Update: The presentations can be found at https://systemc.org/events/scef202204/

I have read papers from or seen presentations by all of the other participants in the past. Indeed, Rainer presented his thoughts on parallelization of SystemC at the very first SystemC Evolution Day in 2016, which I also attended. I have had some discussions with Matthieu as well in the past year, and I have seen the SCale approach presented previously.

What is the Problem?

Overall, I get a sense that people myself included came with different application backgrounds and considered quite different use cases under the heading of “parallel simulation”. The nature of the problem is clearly perceived differently by different people, and this could be a reason discussions around parallelizing simulations of virtual platforms sometimes seem to get nowhere. There might just be a conceptual difference that nobody picks up on.

This is my attempt to structure the problem, from what I heard at the SystemC Evolution Fika.   

Granularity

The first aspect to consider is the granularity of parallelism. What is actually being considered as a relevant target for the parallelization?

Chunky Parallelism

If you have a virtual platform background (i.e., a focus on the software running on the platform), it seems natural to start with the need to parallelize instruction-set simulators and heavy compute jobs.  Those are the heavy components of the simulation, while regular devices tend to take less time and be less critical. This leads to a view of parallelism as something applied selectively to a few blocks in a design. The assumption is that most of the model stays the same as when writing a serial model.  The parallel blocks tend to be quite dissimilar from each other.

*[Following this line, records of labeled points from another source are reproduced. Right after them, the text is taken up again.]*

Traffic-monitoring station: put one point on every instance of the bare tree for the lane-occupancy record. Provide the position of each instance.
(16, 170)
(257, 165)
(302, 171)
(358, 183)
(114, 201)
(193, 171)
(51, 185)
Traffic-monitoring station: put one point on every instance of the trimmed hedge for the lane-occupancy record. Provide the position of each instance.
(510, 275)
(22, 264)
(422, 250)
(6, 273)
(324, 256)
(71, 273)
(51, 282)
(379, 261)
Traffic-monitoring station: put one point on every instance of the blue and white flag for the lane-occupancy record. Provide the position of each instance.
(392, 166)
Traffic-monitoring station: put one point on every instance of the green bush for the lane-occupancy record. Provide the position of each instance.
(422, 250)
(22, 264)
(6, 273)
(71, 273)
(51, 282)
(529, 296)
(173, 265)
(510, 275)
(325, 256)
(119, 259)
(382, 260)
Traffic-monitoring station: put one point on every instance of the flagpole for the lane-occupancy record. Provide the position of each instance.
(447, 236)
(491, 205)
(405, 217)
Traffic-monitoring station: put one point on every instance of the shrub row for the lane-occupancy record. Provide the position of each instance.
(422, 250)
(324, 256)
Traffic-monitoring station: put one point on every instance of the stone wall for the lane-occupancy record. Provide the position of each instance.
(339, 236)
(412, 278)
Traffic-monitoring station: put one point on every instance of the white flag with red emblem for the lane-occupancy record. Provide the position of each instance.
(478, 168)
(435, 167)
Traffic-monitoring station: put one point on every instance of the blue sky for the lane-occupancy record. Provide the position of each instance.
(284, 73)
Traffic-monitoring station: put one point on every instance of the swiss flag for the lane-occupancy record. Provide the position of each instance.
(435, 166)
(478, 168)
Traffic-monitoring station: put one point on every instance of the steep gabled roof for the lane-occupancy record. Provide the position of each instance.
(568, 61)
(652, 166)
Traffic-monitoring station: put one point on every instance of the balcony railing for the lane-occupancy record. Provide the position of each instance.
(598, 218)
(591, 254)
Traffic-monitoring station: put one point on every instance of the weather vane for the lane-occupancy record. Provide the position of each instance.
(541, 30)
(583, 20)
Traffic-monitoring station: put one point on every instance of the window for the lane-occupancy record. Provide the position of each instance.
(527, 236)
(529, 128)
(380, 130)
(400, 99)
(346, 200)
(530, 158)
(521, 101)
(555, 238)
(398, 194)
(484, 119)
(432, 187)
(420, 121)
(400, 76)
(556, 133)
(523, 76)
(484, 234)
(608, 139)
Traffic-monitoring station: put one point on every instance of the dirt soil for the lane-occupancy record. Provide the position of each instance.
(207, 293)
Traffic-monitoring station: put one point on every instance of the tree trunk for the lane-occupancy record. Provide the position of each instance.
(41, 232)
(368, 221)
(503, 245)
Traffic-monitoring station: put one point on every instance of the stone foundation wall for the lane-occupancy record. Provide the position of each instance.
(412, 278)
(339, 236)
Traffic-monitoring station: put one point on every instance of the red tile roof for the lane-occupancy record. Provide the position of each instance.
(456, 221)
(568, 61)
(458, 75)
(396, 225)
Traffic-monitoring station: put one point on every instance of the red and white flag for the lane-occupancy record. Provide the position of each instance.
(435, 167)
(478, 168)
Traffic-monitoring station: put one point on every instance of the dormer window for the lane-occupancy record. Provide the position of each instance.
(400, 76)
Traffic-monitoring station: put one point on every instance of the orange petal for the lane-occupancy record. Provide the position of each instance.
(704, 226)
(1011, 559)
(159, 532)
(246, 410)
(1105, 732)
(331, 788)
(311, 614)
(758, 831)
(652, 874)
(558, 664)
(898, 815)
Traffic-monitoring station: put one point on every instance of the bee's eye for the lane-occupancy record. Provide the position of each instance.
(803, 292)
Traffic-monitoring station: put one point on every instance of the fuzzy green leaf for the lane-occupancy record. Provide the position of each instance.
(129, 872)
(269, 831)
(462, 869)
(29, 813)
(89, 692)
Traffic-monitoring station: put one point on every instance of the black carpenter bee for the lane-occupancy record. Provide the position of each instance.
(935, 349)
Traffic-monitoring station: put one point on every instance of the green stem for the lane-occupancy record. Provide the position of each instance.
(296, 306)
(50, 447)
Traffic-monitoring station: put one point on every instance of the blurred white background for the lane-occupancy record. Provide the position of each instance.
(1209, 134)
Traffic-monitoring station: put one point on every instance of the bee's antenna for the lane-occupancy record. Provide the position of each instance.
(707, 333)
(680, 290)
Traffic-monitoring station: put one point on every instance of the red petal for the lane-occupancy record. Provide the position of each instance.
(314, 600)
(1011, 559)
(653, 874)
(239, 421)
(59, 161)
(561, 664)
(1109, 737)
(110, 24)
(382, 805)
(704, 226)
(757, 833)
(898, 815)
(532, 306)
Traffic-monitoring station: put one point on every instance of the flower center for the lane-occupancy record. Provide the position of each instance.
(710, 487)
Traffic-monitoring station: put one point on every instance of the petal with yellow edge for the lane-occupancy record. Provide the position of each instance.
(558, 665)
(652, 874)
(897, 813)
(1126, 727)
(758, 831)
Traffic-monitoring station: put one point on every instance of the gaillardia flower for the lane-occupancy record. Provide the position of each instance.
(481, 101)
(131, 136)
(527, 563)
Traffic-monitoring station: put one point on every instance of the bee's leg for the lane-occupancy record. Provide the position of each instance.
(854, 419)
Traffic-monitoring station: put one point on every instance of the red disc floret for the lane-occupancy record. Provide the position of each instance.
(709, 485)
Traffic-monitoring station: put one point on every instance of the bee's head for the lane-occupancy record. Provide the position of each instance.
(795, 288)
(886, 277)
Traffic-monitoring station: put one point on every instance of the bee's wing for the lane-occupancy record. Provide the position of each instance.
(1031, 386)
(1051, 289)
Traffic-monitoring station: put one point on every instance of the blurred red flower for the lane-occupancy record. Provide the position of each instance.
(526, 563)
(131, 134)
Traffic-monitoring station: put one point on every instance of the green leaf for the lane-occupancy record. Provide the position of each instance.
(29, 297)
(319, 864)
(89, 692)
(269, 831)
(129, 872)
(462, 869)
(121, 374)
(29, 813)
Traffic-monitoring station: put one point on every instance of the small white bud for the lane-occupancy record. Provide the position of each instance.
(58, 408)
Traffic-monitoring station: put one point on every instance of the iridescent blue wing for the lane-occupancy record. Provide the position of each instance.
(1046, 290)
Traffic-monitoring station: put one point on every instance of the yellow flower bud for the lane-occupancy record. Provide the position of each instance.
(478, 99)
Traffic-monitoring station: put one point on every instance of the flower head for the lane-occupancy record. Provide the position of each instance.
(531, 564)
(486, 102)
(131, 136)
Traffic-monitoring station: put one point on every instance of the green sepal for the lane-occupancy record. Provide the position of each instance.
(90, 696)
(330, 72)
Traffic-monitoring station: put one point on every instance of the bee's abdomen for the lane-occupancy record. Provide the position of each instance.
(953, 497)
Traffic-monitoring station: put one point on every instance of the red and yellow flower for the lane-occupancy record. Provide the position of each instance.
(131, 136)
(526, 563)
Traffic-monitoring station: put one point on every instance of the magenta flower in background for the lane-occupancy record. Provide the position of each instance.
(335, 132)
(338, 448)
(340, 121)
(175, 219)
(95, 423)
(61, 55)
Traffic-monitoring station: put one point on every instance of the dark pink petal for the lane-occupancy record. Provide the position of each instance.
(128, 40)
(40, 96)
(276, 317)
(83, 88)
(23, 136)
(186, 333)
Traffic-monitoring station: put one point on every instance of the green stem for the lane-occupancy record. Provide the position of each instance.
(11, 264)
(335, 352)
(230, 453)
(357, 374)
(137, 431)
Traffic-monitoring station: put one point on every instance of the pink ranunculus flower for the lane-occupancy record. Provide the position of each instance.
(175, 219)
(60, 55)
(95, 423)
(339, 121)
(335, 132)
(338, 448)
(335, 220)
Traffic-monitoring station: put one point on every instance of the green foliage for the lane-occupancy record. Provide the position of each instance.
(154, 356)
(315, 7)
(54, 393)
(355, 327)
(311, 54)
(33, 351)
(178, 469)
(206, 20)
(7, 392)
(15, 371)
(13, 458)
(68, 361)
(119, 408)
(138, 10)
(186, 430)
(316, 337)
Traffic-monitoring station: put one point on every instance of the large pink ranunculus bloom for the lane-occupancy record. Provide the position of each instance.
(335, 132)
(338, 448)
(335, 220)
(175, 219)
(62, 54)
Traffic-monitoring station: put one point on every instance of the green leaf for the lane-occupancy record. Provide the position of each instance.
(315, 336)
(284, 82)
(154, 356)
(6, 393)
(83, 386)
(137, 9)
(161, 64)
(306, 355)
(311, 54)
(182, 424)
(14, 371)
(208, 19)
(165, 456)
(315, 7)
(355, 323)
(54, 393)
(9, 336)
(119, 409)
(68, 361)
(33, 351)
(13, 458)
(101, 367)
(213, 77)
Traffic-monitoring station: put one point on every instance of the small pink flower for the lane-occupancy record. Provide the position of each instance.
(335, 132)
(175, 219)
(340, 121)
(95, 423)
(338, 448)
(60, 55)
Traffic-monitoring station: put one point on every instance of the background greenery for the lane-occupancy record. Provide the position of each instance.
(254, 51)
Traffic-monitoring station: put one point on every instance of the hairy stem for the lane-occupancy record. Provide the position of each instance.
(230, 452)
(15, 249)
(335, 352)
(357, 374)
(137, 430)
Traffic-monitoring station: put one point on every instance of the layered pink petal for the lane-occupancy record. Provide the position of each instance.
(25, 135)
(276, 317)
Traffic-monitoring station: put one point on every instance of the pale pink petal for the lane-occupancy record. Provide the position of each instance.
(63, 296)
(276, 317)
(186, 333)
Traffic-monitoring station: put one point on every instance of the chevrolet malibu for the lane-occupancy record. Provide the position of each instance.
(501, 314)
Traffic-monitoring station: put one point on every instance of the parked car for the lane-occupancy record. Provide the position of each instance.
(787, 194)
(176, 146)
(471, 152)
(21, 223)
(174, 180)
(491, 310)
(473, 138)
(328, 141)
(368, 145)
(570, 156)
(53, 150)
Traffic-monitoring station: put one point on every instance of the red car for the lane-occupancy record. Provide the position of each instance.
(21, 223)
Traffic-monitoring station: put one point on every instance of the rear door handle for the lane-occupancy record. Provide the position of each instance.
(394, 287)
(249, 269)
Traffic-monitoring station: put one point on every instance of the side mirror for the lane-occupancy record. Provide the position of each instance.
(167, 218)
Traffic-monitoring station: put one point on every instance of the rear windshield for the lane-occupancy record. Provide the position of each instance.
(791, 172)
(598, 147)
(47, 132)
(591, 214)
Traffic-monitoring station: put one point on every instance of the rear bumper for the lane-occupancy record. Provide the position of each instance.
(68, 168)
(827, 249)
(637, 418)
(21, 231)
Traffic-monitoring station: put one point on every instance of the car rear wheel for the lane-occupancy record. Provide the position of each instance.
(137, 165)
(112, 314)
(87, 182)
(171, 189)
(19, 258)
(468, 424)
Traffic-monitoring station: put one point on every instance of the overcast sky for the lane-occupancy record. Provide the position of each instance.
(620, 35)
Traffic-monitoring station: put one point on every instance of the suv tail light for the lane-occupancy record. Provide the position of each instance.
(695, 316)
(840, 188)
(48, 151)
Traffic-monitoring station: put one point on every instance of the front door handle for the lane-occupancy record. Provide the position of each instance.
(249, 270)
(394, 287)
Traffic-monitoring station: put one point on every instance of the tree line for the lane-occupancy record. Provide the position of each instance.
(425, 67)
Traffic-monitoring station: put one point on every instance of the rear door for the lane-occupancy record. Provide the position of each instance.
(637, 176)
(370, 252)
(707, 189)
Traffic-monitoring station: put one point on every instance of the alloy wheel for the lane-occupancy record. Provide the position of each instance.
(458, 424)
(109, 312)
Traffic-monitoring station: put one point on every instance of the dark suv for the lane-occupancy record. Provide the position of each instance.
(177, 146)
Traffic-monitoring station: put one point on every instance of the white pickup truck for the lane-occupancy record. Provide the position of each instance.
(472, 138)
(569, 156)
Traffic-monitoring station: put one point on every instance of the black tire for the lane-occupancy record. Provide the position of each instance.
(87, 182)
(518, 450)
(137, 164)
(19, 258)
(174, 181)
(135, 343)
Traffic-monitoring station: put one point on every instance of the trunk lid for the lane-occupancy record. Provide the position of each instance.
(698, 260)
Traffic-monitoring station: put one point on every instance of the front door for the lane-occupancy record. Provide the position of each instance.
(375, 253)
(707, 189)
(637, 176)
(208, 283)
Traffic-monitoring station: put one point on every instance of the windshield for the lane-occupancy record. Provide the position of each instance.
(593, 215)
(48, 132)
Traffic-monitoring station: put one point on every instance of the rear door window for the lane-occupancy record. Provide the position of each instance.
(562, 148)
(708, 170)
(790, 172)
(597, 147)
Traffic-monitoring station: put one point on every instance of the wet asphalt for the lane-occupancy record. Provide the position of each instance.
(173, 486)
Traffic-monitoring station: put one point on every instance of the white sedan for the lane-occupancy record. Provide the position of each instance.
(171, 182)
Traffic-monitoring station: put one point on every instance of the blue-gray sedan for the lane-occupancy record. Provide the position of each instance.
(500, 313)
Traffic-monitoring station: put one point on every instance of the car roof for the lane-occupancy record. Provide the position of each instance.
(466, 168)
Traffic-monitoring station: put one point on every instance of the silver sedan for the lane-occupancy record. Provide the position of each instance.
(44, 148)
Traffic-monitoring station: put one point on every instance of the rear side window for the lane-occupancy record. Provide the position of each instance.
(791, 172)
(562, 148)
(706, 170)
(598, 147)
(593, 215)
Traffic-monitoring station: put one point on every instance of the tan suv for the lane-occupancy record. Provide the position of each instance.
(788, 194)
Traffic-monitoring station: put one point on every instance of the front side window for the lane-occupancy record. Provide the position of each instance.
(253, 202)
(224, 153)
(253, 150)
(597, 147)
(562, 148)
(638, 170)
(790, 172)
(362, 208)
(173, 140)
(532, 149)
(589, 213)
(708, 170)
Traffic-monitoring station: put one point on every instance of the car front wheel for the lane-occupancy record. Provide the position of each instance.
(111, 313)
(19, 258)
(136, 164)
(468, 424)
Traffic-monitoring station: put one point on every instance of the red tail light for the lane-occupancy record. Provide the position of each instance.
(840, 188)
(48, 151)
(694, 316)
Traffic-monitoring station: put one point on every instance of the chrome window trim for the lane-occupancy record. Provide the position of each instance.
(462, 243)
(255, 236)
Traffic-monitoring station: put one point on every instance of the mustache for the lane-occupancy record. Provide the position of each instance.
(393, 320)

It looks something like this:

Chunky parallelism – subsystems or large processor cores.

The parallel program in this case looks more like a threaded desktop application that is using a lot of threads to do a lot of different things at once. Or the set of processes running on top an operating system in daily interactive use. I.e., rather varied, noisy, and with constantly varying load balance.

This is in essence the approach taken in Simics, where most device models run in a serial environment, and individual models are explicitly made thread-aware. Sometimes entire sets of processors are given a single thread, other times each processor core gets its own. Depends on how much work they have to do. Behind the scenes there is a worker pool and core scheduler that finds work to run in parallel, and a threading programming model specific to Simics.

The sc-during approach from Matthieu Moy looks targets this kind of chunky parallelism, providing and API to offload work on threads in parallel to the main simulation. The code would be written to explicitly spawn compute work, and to carefully synchronize back to the serial SystemC kernel.

The SCale system presented by Tanguy Sassolas is also looking for parallelism in a chunky system with instruction-set simulators. The programmer is responsible for determining which parts of the system should be executed on separate threads, as well as for annotating accesses to shared resources for safety.

Fine-Grained

Another view is to consider a mostly symmetrical parallel hardware design such as a compute accelerator.  Here, there are typically many identical small blocks that are run in parallel in the hardware, and that seem like very natural candidates for parallel simulation. This is typically expected to be more fine-grained than the chunky approach, since each block considered for parallelization is smaller.

Something like this:

Fine-grained parallelism – many small compute units.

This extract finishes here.